Abednego Andito dan Angelina Andita punya kebiasaan rutin sebelum mengawali aktivitas hariannya. Murid SD di Jakarta ini selalu melahap koran anak yang sudah sampai di rumah mereka pada pukul 6 pagi. “Mereka membacanya sebelum berangkat sekolah,” ungkap sang ayah, A. Krisnawan, konsultan di Kantor Akuntan Publik A. Krisnawan dan Rekan.

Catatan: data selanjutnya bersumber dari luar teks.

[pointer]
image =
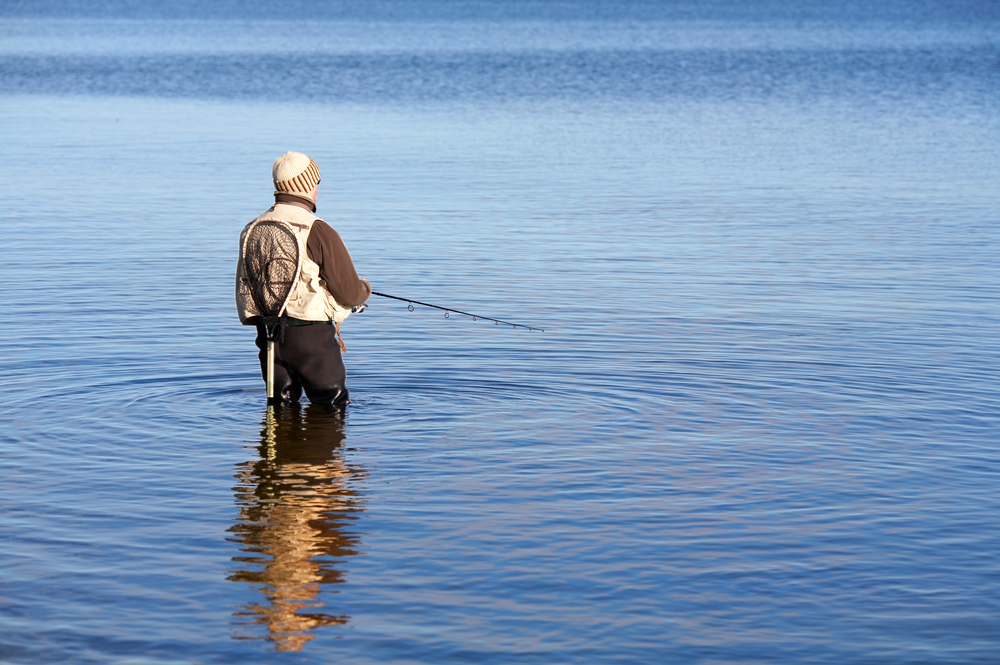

Demikian pula Muhammad Baihaqi. Murid kelas 6 SD ini juga rajin membaca koran anak, termasuk kakaknya yang sudah kelas 3 SMP. Diakui Sofwan Hidayat, sang ayah, pihaknya memutuskan berlangganan koran anak karena tema-temanya aktual dan sarat pengetahuan umum. “Malah kalau sepupu-sepupu anak saya datang, koran anak itu jadi rebutan,” kata Sofwan, karyawan Badan Pengkajian dan Penerapan Teknologi.

Sejak pertengahan tahun lalu, media anak di Indonesia diramaikan oleh kehadiran Berita Anak Indonesia -- disingkat Berani -- yang tercatat sebagai koran anak pertama di Indonesia. Menurut sang pencetus, Henny Rahayu Witdarmono, Berani dibesut karena keprihatinannya terhadap minat baca anak Indonesia yang menurut Programme for International Student Assessment 2003, dari 40 negara yang diteliti, kemampuan membaca anak-anak Indonesia usia 9-14 tahun berada pada urutan terakhir. “Artinya, daya baca kita sangat rendah,” ungkap Henny yang bertindak sebagai pemimpin perusahaan.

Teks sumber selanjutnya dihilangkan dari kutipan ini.